Gov. Inslee signs House Bill making Palouse Falls an official state waterfall

Gov. Inslee signs House Bill making Palouse Falls an official state waterfall »Play Video
Washtucna students did the research and wrote the bill.
PALOUSE FALLS STATE PARK, WA - Washington now has an official state waterfall thanks to a group of students from Washtucna.

We're at Palouse Falls State Park and this gorgeous body of water behind me is now the official waterfall of Washington."

"As governor, I'm signing House bill 2119," said Washington Governor Jay Inslee. "We're naming Palouse Falls the official waterfall of the state of Washington, I'm signing the name right here…"

Washtucna grade school students made history on Tuesday.

"They did the work, they did the research, they actually wrote the bill," said Washington State Representative Joe Schmick. "And I was actually surprised how few changes there were when it came back from the code reviser."

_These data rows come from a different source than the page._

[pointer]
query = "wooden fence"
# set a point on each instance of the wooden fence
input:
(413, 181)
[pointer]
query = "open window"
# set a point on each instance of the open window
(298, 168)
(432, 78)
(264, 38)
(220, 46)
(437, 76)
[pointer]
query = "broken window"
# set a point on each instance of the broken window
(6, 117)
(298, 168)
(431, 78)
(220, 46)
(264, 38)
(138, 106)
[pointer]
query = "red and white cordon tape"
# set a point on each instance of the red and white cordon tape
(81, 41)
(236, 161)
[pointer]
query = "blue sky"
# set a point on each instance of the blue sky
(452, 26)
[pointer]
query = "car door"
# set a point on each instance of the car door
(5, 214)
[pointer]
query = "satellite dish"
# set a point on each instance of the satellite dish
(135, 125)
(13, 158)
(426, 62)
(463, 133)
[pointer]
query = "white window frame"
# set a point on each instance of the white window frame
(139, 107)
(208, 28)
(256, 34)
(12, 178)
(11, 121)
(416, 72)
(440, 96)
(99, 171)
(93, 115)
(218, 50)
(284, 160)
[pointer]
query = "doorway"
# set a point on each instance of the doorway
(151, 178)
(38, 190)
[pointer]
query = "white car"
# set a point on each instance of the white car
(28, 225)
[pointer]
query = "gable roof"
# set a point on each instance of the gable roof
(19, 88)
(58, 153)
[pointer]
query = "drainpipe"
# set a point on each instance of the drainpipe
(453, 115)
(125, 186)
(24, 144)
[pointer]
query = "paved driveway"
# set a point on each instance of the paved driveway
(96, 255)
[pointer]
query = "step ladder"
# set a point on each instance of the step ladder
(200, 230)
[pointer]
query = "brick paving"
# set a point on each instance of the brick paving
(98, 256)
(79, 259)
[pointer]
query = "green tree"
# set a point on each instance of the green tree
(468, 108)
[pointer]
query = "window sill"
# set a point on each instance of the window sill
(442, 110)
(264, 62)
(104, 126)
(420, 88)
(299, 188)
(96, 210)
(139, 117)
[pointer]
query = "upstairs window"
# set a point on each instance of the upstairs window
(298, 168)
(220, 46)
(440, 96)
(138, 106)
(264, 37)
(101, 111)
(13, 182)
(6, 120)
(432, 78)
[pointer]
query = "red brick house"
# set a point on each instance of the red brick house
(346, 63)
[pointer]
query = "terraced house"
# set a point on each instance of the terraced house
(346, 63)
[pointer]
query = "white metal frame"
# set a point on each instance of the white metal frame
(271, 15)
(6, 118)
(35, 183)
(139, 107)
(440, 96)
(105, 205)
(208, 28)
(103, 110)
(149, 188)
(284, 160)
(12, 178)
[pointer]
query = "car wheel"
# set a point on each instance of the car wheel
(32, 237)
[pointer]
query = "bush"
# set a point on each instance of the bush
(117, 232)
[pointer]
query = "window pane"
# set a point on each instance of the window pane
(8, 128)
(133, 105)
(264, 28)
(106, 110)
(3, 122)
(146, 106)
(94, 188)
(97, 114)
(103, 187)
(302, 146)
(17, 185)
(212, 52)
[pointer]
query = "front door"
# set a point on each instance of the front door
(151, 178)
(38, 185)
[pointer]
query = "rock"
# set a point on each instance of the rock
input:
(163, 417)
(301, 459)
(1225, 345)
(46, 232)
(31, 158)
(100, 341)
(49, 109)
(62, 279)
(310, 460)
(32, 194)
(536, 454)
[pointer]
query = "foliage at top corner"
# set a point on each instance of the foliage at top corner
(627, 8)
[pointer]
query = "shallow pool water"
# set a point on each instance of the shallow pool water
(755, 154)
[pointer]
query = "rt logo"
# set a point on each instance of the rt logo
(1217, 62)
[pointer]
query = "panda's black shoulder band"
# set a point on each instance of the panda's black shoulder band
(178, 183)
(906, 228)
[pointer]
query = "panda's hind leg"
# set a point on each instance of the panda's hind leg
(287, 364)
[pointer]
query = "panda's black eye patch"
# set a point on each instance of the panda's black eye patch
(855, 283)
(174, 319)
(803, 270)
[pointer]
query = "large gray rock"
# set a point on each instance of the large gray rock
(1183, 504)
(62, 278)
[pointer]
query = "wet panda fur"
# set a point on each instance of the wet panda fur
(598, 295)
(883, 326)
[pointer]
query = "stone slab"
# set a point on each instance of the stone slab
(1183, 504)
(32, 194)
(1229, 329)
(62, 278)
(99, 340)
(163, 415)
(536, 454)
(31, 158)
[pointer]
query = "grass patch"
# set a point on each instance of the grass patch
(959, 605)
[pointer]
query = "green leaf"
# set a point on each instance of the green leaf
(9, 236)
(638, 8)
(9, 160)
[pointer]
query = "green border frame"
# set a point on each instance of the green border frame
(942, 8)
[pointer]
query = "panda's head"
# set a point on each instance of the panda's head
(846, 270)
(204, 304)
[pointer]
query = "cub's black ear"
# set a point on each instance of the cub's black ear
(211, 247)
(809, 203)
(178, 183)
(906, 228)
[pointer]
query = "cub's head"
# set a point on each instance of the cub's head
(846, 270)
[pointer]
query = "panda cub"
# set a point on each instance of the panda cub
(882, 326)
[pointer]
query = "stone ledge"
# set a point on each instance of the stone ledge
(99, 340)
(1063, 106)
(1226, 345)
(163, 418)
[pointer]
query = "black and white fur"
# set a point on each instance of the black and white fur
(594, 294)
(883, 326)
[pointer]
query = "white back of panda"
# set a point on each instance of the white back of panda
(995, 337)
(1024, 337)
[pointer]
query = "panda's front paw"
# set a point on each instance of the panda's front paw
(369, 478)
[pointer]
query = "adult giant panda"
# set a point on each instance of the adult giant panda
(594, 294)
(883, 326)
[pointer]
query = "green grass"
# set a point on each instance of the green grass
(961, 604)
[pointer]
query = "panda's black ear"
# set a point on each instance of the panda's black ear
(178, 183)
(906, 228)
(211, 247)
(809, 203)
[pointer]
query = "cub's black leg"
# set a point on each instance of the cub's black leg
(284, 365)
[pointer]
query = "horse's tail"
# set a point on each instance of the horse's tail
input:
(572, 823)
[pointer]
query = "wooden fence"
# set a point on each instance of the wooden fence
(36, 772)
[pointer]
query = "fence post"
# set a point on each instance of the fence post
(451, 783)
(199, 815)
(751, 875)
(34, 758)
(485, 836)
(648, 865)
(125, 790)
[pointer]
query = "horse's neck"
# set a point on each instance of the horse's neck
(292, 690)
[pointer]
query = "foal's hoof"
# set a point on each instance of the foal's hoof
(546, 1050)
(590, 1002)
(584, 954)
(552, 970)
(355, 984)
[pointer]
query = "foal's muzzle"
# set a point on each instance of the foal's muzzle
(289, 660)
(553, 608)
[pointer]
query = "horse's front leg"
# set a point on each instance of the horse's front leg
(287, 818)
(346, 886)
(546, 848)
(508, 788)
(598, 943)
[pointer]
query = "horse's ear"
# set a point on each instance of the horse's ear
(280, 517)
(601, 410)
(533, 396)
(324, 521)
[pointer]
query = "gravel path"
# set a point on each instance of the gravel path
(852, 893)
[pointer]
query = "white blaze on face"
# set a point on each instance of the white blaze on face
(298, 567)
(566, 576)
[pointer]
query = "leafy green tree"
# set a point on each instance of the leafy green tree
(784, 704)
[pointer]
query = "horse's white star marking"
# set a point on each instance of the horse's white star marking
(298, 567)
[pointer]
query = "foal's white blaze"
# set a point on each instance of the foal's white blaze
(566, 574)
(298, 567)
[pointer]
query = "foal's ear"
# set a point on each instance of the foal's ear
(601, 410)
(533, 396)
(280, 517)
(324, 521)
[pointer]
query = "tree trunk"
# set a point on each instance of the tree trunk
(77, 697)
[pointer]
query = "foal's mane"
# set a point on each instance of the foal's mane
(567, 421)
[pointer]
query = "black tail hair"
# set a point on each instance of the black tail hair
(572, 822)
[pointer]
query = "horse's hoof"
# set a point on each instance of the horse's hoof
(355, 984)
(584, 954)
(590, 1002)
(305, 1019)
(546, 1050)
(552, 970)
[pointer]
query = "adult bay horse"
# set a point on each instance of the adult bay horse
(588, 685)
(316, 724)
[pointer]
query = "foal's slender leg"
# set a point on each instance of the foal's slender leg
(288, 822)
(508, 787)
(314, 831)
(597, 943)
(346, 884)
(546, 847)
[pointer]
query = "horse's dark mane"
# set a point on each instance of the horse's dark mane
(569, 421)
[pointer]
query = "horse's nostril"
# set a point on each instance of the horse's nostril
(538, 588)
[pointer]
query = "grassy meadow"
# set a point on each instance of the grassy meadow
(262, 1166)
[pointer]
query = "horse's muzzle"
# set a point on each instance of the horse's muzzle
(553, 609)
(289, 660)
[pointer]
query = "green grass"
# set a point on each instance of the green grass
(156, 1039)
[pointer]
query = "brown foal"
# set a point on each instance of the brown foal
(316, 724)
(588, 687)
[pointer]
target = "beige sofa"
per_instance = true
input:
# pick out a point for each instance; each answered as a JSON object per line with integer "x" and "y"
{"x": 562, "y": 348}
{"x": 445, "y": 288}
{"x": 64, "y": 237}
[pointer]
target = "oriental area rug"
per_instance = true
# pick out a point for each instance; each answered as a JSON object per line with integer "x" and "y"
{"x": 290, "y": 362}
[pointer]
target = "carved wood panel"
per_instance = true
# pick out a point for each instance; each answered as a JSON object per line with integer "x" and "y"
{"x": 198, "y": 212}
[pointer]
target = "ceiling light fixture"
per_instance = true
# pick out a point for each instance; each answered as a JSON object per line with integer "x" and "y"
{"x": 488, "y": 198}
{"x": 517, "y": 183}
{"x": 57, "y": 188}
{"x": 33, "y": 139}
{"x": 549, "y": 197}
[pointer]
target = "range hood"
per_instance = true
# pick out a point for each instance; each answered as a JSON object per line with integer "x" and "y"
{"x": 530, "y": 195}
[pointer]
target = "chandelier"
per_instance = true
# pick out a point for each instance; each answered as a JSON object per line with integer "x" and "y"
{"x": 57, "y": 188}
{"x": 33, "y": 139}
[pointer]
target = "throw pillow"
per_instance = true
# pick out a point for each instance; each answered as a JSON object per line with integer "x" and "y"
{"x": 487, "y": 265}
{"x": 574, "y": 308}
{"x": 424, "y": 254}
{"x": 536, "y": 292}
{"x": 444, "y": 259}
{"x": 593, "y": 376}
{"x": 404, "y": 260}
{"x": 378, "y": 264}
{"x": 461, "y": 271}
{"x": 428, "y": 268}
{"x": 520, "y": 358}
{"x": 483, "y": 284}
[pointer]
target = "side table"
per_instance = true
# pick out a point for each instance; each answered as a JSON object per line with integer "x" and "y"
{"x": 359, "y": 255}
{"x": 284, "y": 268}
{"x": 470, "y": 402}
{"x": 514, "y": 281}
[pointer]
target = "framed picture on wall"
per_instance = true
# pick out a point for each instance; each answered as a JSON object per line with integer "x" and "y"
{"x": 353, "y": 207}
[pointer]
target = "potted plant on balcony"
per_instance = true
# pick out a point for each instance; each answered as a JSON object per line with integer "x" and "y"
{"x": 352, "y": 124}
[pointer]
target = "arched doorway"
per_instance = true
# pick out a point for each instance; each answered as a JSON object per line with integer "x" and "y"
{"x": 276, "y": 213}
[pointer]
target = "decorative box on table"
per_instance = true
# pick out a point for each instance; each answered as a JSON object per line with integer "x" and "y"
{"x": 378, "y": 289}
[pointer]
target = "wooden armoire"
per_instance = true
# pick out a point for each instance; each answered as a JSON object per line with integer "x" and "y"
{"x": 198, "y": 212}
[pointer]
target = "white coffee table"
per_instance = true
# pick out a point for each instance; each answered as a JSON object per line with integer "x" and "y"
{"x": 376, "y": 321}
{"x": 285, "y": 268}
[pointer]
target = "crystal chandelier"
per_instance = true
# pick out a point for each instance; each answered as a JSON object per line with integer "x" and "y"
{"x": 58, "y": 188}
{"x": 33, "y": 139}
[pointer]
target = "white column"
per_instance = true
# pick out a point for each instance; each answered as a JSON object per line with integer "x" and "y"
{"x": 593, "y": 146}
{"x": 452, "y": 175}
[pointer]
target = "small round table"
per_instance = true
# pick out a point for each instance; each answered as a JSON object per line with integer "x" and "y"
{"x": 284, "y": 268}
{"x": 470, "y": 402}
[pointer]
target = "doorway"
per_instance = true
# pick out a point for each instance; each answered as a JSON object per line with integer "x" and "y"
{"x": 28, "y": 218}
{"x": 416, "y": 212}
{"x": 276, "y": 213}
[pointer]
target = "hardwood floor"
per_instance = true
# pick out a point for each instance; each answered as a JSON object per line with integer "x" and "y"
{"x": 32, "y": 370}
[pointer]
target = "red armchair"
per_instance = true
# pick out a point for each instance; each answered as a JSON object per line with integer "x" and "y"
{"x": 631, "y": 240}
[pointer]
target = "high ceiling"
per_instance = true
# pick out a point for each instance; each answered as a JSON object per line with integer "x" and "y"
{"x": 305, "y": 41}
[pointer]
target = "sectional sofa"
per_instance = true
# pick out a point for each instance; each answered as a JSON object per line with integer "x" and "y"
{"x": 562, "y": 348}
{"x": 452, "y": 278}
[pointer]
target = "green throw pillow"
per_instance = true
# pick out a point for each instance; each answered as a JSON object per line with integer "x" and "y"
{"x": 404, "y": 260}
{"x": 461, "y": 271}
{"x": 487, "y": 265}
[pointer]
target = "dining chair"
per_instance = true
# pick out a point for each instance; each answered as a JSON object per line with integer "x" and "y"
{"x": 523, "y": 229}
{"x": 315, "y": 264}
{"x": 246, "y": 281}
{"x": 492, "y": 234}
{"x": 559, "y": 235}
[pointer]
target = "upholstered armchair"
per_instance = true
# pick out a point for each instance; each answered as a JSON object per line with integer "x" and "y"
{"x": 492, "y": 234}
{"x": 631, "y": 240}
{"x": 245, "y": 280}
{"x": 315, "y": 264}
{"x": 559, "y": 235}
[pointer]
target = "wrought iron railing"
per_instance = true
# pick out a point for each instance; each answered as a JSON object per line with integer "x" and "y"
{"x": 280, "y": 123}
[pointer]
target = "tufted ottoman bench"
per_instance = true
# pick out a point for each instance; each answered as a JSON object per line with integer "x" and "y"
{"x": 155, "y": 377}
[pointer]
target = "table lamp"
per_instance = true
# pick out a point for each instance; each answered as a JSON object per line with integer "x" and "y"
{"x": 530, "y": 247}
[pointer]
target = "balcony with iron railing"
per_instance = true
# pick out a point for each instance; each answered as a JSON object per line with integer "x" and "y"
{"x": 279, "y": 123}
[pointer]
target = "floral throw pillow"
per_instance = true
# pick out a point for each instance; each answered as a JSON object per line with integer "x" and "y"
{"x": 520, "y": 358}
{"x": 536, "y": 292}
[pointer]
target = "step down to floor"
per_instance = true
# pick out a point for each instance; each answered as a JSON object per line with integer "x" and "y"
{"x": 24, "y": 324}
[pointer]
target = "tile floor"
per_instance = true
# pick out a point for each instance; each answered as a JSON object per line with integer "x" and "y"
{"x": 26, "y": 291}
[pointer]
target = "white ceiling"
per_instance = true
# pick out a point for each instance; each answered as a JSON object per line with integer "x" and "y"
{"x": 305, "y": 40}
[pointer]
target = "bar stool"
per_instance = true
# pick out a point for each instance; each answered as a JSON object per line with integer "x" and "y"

The students asked Washington State Representative Joe Schmick to sponsor the Palouse Falls bill last October after they learned about civics. Both the House and Senate approved it with an overwhelming majority.

"Students made that decision, and they were very ambitious and eloquent in making their case," said Inslee. "And their case was, it's tall, it's in a place that's dry, and it's in a spectacular geological bowl."

The idea for the project came from a couple creative teachers.

"They answered the call," said Inslee. "Good teaching, good students, and a great falls. That makes a great combination."

"We're really proud of our rural districts, you know we have an opportunity to really get to know the kids and understand the kids," said Washtucna School District Teacher Janet Camp. "And we try and offer every opportunity for them to have advantages."

Janet Camp was one of the teachers that came up with the idea. And for her, this occasion wasn't just historic... it was also emotional.

"These kids, I hope, for the rest of their lives, will have something they can remember from education," said Camp. "It's not the book, or sometimes what you do, it's how you do it and what you can accomplish."

"I hope when you're a hundred years of age, you'll bring back your great grandkids and you'll tell them you made law here today," said Inslee. "That's quite an accomplishment."

Now even though the state park is named "Palouse," we're actually in Franklin County, near Washtucna.

Wednesday, all Washington state parks, including Palouse Falls will be free and open to the public to celebrate the 101st Birthday of state parks.